Not only this product, but all draft 802.11n products when running in their default high-speed mode will cause interference with 802.11b/g wireless LANs using Channel 6. Do you think this should be changed before the 802.11n standard is finalized?
There is more to a router than just speed. I recently tried a NetGear RangeMax 240 router but found that many of my current devices (e.g. an Apple Airport and a Linksys PAP2) could not reliably establish DHCP assignments from the RangeMax. Powering up the network requires a careful sequence of powering on the cable modem, then the router, then attached devices.

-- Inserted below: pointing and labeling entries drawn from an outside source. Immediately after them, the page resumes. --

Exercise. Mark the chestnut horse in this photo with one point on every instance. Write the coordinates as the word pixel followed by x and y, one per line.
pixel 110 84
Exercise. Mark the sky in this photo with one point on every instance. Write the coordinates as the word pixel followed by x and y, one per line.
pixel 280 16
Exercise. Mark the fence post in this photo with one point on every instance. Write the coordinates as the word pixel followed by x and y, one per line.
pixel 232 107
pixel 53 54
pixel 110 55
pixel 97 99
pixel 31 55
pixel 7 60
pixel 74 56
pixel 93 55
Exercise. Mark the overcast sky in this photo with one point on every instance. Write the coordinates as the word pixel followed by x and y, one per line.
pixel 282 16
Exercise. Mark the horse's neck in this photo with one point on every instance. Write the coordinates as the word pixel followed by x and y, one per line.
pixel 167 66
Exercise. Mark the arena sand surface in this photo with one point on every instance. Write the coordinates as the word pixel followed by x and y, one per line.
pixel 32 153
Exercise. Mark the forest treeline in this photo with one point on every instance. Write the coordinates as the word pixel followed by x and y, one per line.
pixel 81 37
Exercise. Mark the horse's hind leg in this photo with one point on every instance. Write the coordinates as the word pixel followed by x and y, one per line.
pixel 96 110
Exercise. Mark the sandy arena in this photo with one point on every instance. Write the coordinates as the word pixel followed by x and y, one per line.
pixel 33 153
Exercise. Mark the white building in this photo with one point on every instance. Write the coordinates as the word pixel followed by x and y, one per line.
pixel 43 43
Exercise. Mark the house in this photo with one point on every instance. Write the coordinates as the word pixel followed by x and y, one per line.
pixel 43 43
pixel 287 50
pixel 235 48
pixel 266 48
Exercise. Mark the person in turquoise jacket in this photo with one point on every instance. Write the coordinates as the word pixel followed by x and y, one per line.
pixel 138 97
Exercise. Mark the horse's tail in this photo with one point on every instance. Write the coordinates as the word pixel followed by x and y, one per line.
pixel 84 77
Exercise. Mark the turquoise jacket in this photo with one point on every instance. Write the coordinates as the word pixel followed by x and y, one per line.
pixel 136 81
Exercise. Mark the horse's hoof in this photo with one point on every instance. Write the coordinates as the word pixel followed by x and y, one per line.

I picked this router up for the speed and hit a pretty interesting issue.
The wired portion of the router worked fine, but that is not why I bought it. What I found is there were numerous websites that I was unable to access when I used the wireless portion of the router.
I could ping and tracert to all of the sites but I could not open the website through my browser. When I compared the wireless tracert to the wired tracert I was surprised to see that they actually took different routes. I do not know if this is typical of wireless devices but I thought it was pretty odd. Not only were the routes different but the destination IPs were different. I hardcoded my DNS into both connections and it still translated the IP's differently and performed the same.
After going through a couple support people I finally found someone that recognized that the problem was a known issue. Unfortunately he could not tell me when the issue would be addressed.